Sociability & gay bars (a preamble of sorts)
» Love and Lust
Some of grow up with our social gears and switches greased and ready for quick response (say, drood). Others have more complicated responses (say, me). Most of the human race lives somewhere in-between.
Since this is my weblog I'm more interested in the more hesitant creatures. My own case may be a little atypical (or perhaps typical of my generation and, for want of a useful word, class). In my weblog confessions I think I can honestly say I'm not given to the usual inhibitions. But I've never been gifted at casual sociability. The simplest question from a stranger will leave me blank. A response may not occur to me until a day or week later. No talent for improvisation. I'll look politely blank maybe shrug my shoulders.(works wonders with garrulous egomaniacs). Silence is a great social vice. You can probably measure your friendships by the silences they tolerate.

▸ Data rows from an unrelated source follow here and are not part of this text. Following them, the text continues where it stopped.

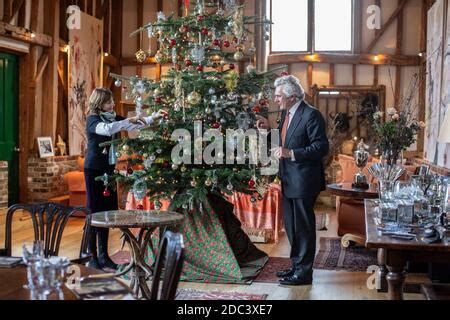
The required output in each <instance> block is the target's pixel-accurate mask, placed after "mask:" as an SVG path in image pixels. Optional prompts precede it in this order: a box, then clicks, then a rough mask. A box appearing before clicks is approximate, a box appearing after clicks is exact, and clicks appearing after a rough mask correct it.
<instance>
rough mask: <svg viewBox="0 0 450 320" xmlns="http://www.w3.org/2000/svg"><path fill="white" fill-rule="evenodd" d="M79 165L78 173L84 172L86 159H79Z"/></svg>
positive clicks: (78, 165) (78, 161) (82, 158)
mask: <svg viewBox="0 0 450 320" xmlns="http://www.w3.org/2000/svg"><path fill="white" fill-rule="evenodd" d="M77 165H78V171H81V172H84V157H78V159H77Z"/></svg>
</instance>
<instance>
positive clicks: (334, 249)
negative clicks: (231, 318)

An elaborate way of saying that I was never good at the bar scene. Banter is everything with a stranger in a bar.
When I was first out I slept with friends of acquaintances. The way most straight people do it I'd guess. The connecting person provided context.
This entry is in danger of abending, there are too many sidebands of contradictory recollections.
When I moved away from home I fell in with heroin addicts, petty crooks, male prostitutes. They were alien to me and my lower middleclass straight-laced background. I was excited to be away from home, the accretions of a suppressed childhood in Savannah readily fell away. Fake priest, junkie, hooker, drag queen, I never felt a barrier. (I would now.) I was enraptured by the uncomplicated enjoyment of a new world.
Those of us given to quadruple-guessing ourselves always feel either superior or envious of the simpler people given to seemingly unmediated instant responses. The imagined superiority ignored that the most considered path my lead to damnation. The envy fails to consider that unless their perceptions and behavior includes forethought they'll regret most of their lives.
So there's no neat summary of how I dealt with new people back as a young gay guy in Atlanta.
The first time I entered Sweet Gum Head, Atlanta's main gay bar when I left Savannah I would think I was thrilled. All I remember is the go-go boy, darkness and awful music (years would pass before I came to enjoy dance music).
My subsequent visits to gay bars almost always included a boyfriend or Bill Smith, the The Atlanta Barb's editor whose aggressive personality kept people away.
The Barb itself would prove a handy way of meeting available gay boys.
End Part I.
* "The preeminent showplace in the South was the Sweet Gum Head on Cheshire Bridge Road" notes a history of Southern drag bars.